We are encouraged that the reviewers found our work to be of high importance and effective. Below we address some of the concerns raised.

R3, AC: Comparisons with ECE-KDE We have done the experiment corresponding to Table 1 in the manuscript. We achieve ECE-KDE of 0.2915 on 100% of the test set and 0.902 +- 0.250, 0.489 +- 0.244, 0.399 +- 0.154, 0.309 +- 0.078, 0.313 +- 0.0474, on 1%, 5%, 10%, 25% and 50% of the test set resp. Table 1 in the manuscript shows that RECE-G and RECE-M converge to the expected value using a smaller amount of data compared to ECE-KDE. We would also like to point out that in the work cited by R3 ([A] Pg 171), the authors “advise against” using ECE-KDE for small sample sets as it is dependent on the sample size. Our proposed metric fills this gap by giving a low bias estimation of calibration error on the small datasets (as shown in Table 1), which are common in medical imaging.

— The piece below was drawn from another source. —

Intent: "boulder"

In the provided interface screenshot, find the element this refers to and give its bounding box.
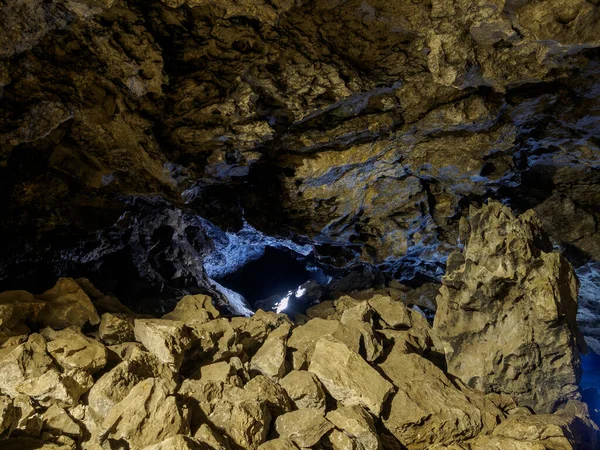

R3, AC: Differences between RECE and ECE-KDE While ECE-KDE removes binning in an attempt to mitigate bias, it is still dependent on sample size. Our method mitigates dependency on sample size. While we focus on top-label calibration in this paper, we believe the idea can be extended to all-label calibration as in MDCA. We leave this for future work.

R1, R2, R3, AC: Reduction in accuracy due to RCR calibration Calibrating a model may lead to learning a different and robust representation than using cross-entropy. This may sometimes cause a slight decrease in accuracy. This behavior of RCR is consistent with other SOTA techniques e.g., MDCA.

AC: Brier Score We have experimented with the BS values on the POCUS dataset for evaluating both discriminative and calibration performance. RCR achieves a better BS of 0.1522, compared to MDCA 0.2014 and FL 0.1584.

R3, AC: Statistical Analysis of Calibration Metrics We have done Paired t-tests for results in Table 1, comparing the absolute difference in metric value for RECE and AECE at different data sizes. The experiments yielded p-values of 0.005, 0.258, 0.010, 2e-7, 7e-5 for 1%, 5%, 10%, 25% and 50% of the test set resp. This shows that the results are statistically significant.

R1, R3: Statistical Analysis of Table 2 We have done 10-fold analysis for experiments in Table 2. Training with RCR loss achieves Accuracy 0.877 +- 0.052, ECE 0.078 +- 0.030, SCE 0.076 +- 0.023 and RECE-M 0.059 +- 0.024. In contrast, MDCA training leads to inferior results: Accuracy 0.870 +- 0.045, ECE 0.083 +- 0.035, SCE 0.077 +- 0.022 and RECE-M 0.064 +- 0.024.

R1: Evidence of effectiveness of RECE To further demonstrate the effectiveness of RECE, we have performed the following experiment. We consider ECE at large sample sizes (10000 in CIFAR10) to be our ground truth and evaluate metrics on whether they converge to the ground truth value and how much data they take. RECE is able to converge to the ground truth value of 0.0295 exactly with 25% of the data. SCE and AECE converge to some other value while ECE does not converge even with 50% data. We feel this supplements our claim of the effectiveness of RECE.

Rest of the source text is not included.